Die süßwarenfreie Kasse im LEH wird wieder einmal thematisiert. Verschiedene Verbraucherschutzorganisationen machen mobil nach der Installation von „Gesundheitskassen“ bei Lidl in Großbritannien und in der Folge der Umsetzung der süßwarenfreien Hauptkasse in Deutschland und Österreich. Kein neues Thema, aber eins, das auch in den nächsten Jahren noch den Handel beschäftigen wird. „Denn es trifft auf einen inzwischen durch die verschiedenen Medien sensibilisierten Kunden, der insbesondere vom Lebensmittel-Einzelhandel verantwortungsvolles Handeln erwartet“, argumentiert Gerald Lindinger-Pesendorfer, Bereichsleiter Food/FMCG bei der Münchner Unternehmensberatung Dr.
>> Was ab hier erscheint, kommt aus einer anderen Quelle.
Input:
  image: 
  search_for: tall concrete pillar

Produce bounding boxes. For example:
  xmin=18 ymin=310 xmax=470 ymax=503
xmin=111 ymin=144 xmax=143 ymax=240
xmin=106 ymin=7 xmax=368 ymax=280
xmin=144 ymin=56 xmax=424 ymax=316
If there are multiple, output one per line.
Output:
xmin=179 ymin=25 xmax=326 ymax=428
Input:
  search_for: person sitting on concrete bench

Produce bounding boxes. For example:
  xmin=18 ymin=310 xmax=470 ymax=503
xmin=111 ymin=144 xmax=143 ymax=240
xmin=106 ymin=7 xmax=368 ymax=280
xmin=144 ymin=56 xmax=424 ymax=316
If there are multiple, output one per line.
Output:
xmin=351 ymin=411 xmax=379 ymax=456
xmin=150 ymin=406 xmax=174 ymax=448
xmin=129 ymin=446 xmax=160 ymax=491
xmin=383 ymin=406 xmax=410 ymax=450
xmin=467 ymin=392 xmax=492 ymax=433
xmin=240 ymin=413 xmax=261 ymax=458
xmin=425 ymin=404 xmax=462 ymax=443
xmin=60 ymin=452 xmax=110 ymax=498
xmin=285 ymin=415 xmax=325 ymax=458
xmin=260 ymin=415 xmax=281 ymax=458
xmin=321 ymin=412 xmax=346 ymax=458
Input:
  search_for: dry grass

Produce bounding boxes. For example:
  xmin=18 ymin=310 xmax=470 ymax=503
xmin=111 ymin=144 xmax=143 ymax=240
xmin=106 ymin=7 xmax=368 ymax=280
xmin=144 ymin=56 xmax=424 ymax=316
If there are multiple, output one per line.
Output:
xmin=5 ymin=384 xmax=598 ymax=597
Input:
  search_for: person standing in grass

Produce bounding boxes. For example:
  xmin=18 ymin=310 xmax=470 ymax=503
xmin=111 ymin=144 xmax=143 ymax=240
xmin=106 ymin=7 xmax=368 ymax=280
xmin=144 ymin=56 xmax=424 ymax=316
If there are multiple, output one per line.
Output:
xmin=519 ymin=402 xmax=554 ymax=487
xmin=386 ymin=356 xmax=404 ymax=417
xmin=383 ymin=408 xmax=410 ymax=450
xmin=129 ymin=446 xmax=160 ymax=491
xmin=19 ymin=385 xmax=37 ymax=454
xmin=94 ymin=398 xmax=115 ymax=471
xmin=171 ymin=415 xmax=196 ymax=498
Wieselhuber und Partner. Dazu zählt die süßwaren- und damit quengelfreie Kasse, und darauf muss der Handel reagieren, ebenso wie auf veränderte Ernährungs- und Konsumgewohnheiten, die mit Trends wie gesundes Snacken, To-go-Konsum etc. einhergehen. Das sieht auch Timo Gutermuth, Leiter Trademarketing bei CFP Brands in Bonn, so. „Die Diskussion hat eine größere Dimension bekommen, und wir nehmen sie sehr ernst. Unsere Erkenntnis: Die Shopper sind offen für weitere und auch gesunde Snackartikel an der Kasse.“ Grundsätzlich sei aber zu unterscheiden zwischen zuckerfreien Atemerfrischern/Kaugummis und sonstigen Süßwaren. Auf die zuckerfreie Sparte entfielen in der Regel mehr als die Hälfte der an der Kasse platzierten Süßwaren, und sie sollten nicht Bestandteil der Diskussion sein.

Die Kasse ist gleichzeitig der letzte Eindruck, den der Kunde mit nach Hause nimmt, quasi als Visitenkarte des Marktes: „Oft ist das Bild nicht stimmig. Ein Händler, der Frischeorientierung proklamiert, sollte deshalb auch beispielsweise Obst-/Gemüse-Convenience im Kassenbereich platzieren und den Frischeeindruck bis zuletzt vermitteln.“ Tabakwaren und Artikel kurz vor dem MHD täten dies nicht. Von portioniertem Frischobst gingen ebenfalls starke Kaufimpulse aus. Außerdem könnten am Check out, wo der Kunde weniger preissensibel reagiere und der „2,5-kg-Sack mit Äpfeln“ als Vergleichsbasis für den portionierten Apfel fehle, mit guter Wertschöpfung verkauft werden. Eine absolut süßwarenfreie Kassenzone wird es nach Einschätzung von Lindinger-Pesendorfer nicht geben. Sie sei realitätsfern, denn ein gewisser Kundenanteil erwartet hier Süßwaren.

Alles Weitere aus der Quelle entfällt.